Tutors: Jane Tankard & Alicia Pivaro

Jane Tankard is a full-time member of staff and BA Year 3 leader, studio supervisor for DS3.1 and UG Professional Studies coordinator. A registered architect, she is particularly interested in architecture ‘against the grain’ and the relationship between space and politics. She is currently researching aspects of late 20th Century architectural education.

Alicia Pivaro is an urbanist, artist, community activist and gardener. After training at the Bartlett, with an MSc in History of Modern Architecture she held a number of key positions at leading organisations: Arts Council of England, RIBA, and Architecture Foundation. She now teaches and crits at Westminster, CSM and LSA and promotes community-led urbanism.

Architecture + Anarchy

The notion that anarchy or self-determination has the potential to be central to architectural design and production was the focus of studio DS3.1’s explorations this year. Addressing the role of the architect and the representation of modernist ideology in film, we examined the dichotomy of a utopian ideal versus everyday life. By attempting to gain some understanding, through choreographic drawing and model-making, of the political and social contexts of post-war modernism, we began to develop a programmatic and representational language with which we might interrogate or inscribe the landscape of the city.

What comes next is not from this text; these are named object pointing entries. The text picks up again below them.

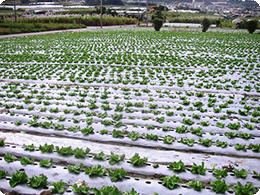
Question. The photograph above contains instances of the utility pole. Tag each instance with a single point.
(164, 13)
(177, 9)
(147, 13)
(138, 13)
(15, 16)
(101, 12)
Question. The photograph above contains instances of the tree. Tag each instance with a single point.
(205, 24)
(157, 22)
(157, 19)
(218, 23)
(251, 26)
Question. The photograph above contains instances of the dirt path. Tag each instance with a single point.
(61, 31)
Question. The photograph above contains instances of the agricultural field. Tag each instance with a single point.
(130, 112)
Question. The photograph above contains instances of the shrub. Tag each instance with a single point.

Our site, the ‘Highgate Bowl’ in North London, was until recently a left-over, secret, ad-hoc world of nature, and small- and low-scale activity. The local community has found themselves pitched against developers who want to build super-high spec houses for those who wish to buy into a world being eroded by the people who will sell them their dreams – at a price. Through research into local utopians – past and present – we unravelled narratives and histories that informed individual programmes for a landscape and museum/intervention that embodied the values of these visionaries; from Francis Bacon’s New Atlantis to Ray Davies’ lyrics.

In semester two each student determined their own programme, manifesto and architectural ambition. Using the utopian values identified in semester one, and their landscape strategies as a masterplan, propositions were formulated for alternative developments for the Bowl with community, education and exchange central to their evolution. Using a series of cumulative multimedia drawings, print release and sketch models, along with an understanding of the local authority Unitary Development Plan, the design process manifested in propositions including experimental, high yield food production enabling The Good Life to become a reality, a sanctuary and memorial to the mothers and children forcibly separated at birth by the Nuns of St Pelagia’s Convent, and a ‘Forest School’ for deaf and hearing children.